August 19 - A date was today set for the trial of South Africa's six-time Paralympic champion Oscar Pistorius for the premeditated murder of his girlfriend Reeva Steenkamp at a hearing at Pretoria Magistrates' Court.
The prosecutor in the case said the trial would take place between March 3 and 20 after the two sides had mutually agreed the date.
A judge will preside over the trial and ultimately pronounce Pistorius innocent or guilty as South Africa does not have trial by jury.
The prosecution handed a copy of the indictment to 26-year-old Pistorius, who denies murdering Steenkamp, claiming he shot her after mistaking her for an intruder on February 14.
He was granted bail in February and has since resumed some low-key training.
During today's brief hearing, which took place on what would have been Steenkamp's 30th birthday, prosecutor Gerrie Nel also said he planned to transfer case to the High Court.

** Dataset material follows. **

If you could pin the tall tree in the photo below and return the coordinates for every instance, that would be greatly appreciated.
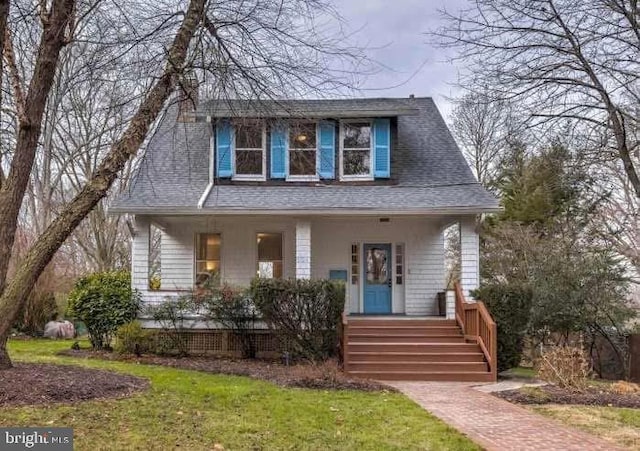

Pistorius looked stern-faced as he appeared in court, crying and holding hands with his siblings before the hearing started.
Pistorius was also indicted on a charge of illegal possession of ammunition.
Pistorius' arrest in February stunned many South Africans who saw him as a national sporting hero after his long legal battle to be able to take part in the Olympics.
But State prosecutors claim the killing was premeditated, a charge which carries a minimum prison sentence of 25 years.
They allege he killed Steenkamp intentionally after the pair had argued.
The prosecution handed over details of its case against Pistorius at the hearing, including a witness list and forensic reports.
It has been reported in South Africa that some of that forensic evidence appears to back up Pistorius's version of events.
But the prosecution is expected to call witnesses who will say the sprinter was preoccupied with guns, and had been arguing with his girlfriend.
Court documents show that more than 100 witnesses will be called to give evidence at the trial, including one of Pistorius' former girlfriends.
"The South African Police Service is hopeful that justice will prevail," a statement from the office of South Africa's national police commissioner read.
In June, Oscar Pistorius resumed "low-key" training as a way to help him "process the trauma", a statement on his website read.
Pistorius was freed on a bail of R1million (£74,000/$110,000/€87,000).
A court in March eased his travel restrictions, allowing him to leave South Africa to compete as long as he complied with certain conditions.